Entre as instituições que mais pontuaram estão o multinacional HSBC e o holandês Rabobank. No Brasil, as empresas analisadas foram o Banco do Brasil, Bradesco e Itaú, que obtiveram resultados pouco acima da média dos outros bancos, porém baixos se tratados na escala de zero a quatro estabelecida pela pesquisa. “O Banktrack trouxe, de certa forma, um posicionamento político do que seria a sustentabilidade em cada um critérios analisados”, explica o economista Gustavo Pimentel, gestor responsável pelo Eco-Finanças da ONG Amigos da Terra Brasil, porta-voz do Banktrack no País.
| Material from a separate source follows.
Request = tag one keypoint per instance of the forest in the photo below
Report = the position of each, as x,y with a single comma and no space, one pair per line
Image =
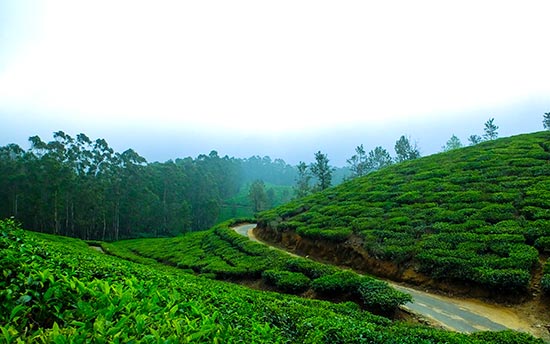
477,215
82,188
As instituições foram escolhidas de acordo com maior número de ativos, empréstimos realizados, financiamento de projetos e seguros oferecidos. Depois de consultar cada banco em relação às suas políticas em 14 áreas – setores e questões – [veja quadro] e quatro categorias de transparência e accountability, os dados foram compilados e avaliados na escala de zero (política inexistente ou não pública), um (vaga ou ainda uma aspiração), dois (não consistente o suficiente), três (boas práticas, faltando poucos ajustes) e quatro (total conformidade). A base de comparação para as notas são práticas internacionais que se tornaram paradigmas de sustentabilidade, tais como a certificação de florestas do FSC (Forest Stewardship Council) ou, em outro nível, a Declaração dos Direitos Humanos das Nações Unidas.
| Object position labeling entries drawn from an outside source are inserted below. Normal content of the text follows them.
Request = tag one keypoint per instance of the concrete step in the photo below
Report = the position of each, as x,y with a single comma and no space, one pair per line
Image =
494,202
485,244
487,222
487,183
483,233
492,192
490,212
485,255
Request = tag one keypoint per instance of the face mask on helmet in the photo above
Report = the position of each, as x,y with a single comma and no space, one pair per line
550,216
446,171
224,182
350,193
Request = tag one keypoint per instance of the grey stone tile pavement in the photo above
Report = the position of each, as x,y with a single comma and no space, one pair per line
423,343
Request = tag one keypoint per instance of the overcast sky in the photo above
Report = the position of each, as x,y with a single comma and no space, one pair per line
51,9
“O primeiro ponto importante da pesquisa é que parte da premissa de que a responsabilidade socioambiental no setor financeiro está ligada ao seu portifólio e não à ação interna”, argumenta Pimentel. Segundo o representante do Banktrack, o que diferencia os bancos em relação à sustentabilidade não é a implementação do conceito na base do seu negócio, mas a aplicação dele como critério para oferecer crédito e financiar projetos. A tarefa de adequar-se aos modelos de práticas socioambientalmente corretas, porém, não é difícil – observa Pimentel. “Já existem referências no mercado. Estabelecer uma política não chega a ser um bicho de sete cabeças”, acredita.
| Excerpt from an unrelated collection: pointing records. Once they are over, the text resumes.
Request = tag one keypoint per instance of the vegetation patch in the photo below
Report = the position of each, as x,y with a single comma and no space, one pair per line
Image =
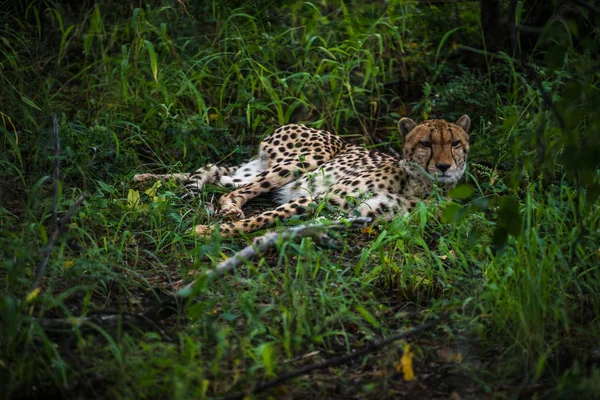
105,287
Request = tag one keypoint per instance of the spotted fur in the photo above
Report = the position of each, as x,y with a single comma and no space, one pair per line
304,165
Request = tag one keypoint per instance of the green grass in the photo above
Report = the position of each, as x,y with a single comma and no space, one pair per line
511,261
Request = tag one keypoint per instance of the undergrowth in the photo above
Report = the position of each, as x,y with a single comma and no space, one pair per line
508,263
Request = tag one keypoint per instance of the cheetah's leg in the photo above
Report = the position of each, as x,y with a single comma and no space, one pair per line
264,220
272,178
385,206
193,180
Políticas públicas e específicas
Uma das conclusões do relatório é que muitos bancos têm adotado a sustentabilidade em suas políticas de crédito, mas diversos atribuem pouca importância ao tema. Exemplo disso é que porcentagem significativa das instituições analisadas – geralmente localizadas na Ásia – não pontuou em nenhuma das categorias. Apesar de muitas notas zero, os três representantes brasileiros mostraram-se, em quase todos os quesitos, pouco acima da média geral [veja quadro]. A pontuação do Bradesco e do Itaú foi idêntica. Pimentel explica que isso acontece por conta das políticas coletivas, não criadas por um banco e de acordo com suas necessidades e planejamento, mas fruto de um acordo grupal assinado por diversas empresas. “O Banco do Brasil ficou um pouco à frente dos outros dois porque, ainda que fossem vagas e aspiracionais, as políticas tratavam mais de direitos humanos, especialmente as coletivas.” O economista acredita que tais iniciativas coletivas são importantes porque proporcionam um movimento inicial de sensibilização para o tema e demonstram preocupações com indivíduos e instituições e também com valores como os de cidadania, respeito e interesse público. Mas – adverte – se quiserem melhorar no ranking é necessário que as organizações implantem políticas específicas. Na avaliação do economista, os acordos de natureza coletiva acabam sendo usados muitas vezes como “prova cabal de que estão fazendo algo numa área específica”. “Mas não é bem assim”, reforça.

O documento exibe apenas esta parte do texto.